We had found it difficult to organise a trip that covered something different.  We selected a dolphin spotting trip to Jervis Bay.  This is some 120 or so miles south of Sydney and was described by Gray Line as a Southern Highlands tour.  This time we had 50 people on a double decker bus.  As we had a front seat upstairs we had good views.  We spoke quite a lot with a couple who had been farmers 100 miles west of Adelaide and were visiting their daughter in Sydney.  This helped provide general info on life in Australia.  The previous day we had simply listened to the endless questions of an American who nearly drove our guide mad!

The driver stopped to make us "Billy Tea" whilst he drank tea from a tea bag, and we ate Anzac biscuits which tasted very good - this might be because I had denied myself anything of wheat or dairy in connection with my migraine diet.

Our next stop was at Kiama where the sea produced fantastic spouts via a blowhole.  The foam of the waves blew around as dandelion seeds do back home - quite amazing and we had never seen anything like it.

Lunch was on the boat prior to setting out for the dolphins.  The wind speed was 20-30 knots and the captain decided to try the more sheltered areas to locate the dolphins. Unfortunately this proved unsuccessful and after 2 hours we set out for much rougher seas, leaving 2 passengers quite poorly.  Eventually we found the bottle nose dolphins.  There were perhaps 10-15 of these but, whilst larger than the dusky dolphins we had seen in NZ, they did not leap and we saw very little of them.

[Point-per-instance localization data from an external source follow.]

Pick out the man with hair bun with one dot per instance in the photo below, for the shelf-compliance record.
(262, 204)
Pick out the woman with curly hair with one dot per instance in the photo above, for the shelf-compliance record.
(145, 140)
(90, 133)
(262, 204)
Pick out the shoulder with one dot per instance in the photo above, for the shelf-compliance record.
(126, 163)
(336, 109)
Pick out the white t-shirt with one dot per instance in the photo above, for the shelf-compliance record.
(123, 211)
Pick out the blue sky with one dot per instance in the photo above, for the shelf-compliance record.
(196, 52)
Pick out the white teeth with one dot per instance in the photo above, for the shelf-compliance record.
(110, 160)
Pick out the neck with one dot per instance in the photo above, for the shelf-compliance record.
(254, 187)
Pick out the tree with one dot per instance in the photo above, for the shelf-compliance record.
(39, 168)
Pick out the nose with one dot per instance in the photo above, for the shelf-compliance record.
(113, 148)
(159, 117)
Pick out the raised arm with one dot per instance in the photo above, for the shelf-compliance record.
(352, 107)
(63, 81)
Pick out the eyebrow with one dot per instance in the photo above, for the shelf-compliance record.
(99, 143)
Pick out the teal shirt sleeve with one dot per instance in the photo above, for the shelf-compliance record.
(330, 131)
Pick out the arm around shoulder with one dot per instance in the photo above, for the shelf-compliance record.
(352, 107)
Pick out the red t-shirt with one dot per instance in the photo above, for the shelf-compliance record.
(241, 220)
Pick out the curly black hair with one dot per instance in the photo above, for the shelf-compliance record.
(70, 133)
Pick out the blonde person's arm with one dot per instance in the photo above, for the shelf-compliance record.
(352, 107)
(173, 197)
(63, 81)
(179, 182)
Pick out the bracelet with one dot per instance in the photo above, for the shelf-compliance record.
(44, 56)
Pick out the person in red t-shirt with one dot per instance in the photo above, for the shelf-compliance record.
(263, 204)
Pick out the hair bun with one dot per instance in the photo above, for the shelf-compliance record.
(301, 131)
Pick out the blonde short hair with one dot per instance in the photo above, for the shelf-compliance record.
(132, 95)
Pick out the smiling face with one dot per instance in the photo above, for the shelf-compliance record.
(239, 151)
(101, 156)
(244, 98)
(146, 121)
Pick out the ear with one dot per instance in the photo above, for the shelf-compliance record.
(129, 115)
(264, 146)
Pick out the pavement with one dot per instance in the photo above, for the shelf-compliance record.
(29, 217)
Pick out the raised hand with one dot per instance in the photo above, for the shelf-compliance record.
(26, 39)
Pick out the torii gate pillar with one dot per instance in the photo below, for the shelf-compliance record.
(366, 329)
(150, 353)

The return journey was via a very twisty road through Kangaroo Valley, but despite the existence of 60 million in Australia we did not see one.  We did see a wombat, but sadly only a dead one at the side of the road. After a brief stop at a waterfall we returned home.

 

Friday 11th April

This was our own exploration of Sydney and we certainly packed it in!  We started with a train and then bus to Bondi Beach.  This was an interesting experience but Bondi itself was a little disappointing.  The beach was much smaller than I had expected, although the surf was impressive.  Despite temperatures in the low 70s, there were few people in the water and really no successful surfers.

We took the bus all the way back to Sydney which took an hour.  With a run this enabled us to take a tour of the inside of the Opera House.  This proved quite interesting and included facts such as the building period of 1959 to 1973, the impossibility of the original design, the nature of the tile covering of the outside that prevents growth to algae etc, as well as a brief look at a ballet rehearsal.  We hailed a Red Explorer bus (a hop on hop off circular route with commentary) and went 90% of the way before getting off at Darling Harbour which Keren had recommended.  Seeing a monorail we took this just for fun and alighted at the Queen Victoria Building - a shopping mall but in a refurbished huge Victorian building.  Brenda at Jill's school had listed the toilets here as a sight not to be missed - despite efforts and a visit to 2 sets, we saw nothing out of the ordinary!

Then back to the hotel for a quick e-mail and goodbye to the concierge who had helped us with trips, we set off to the airport.  The driver had a Japanese girlfriend and said we would love Japan.  He also helped us with the most basic Japanese phrases.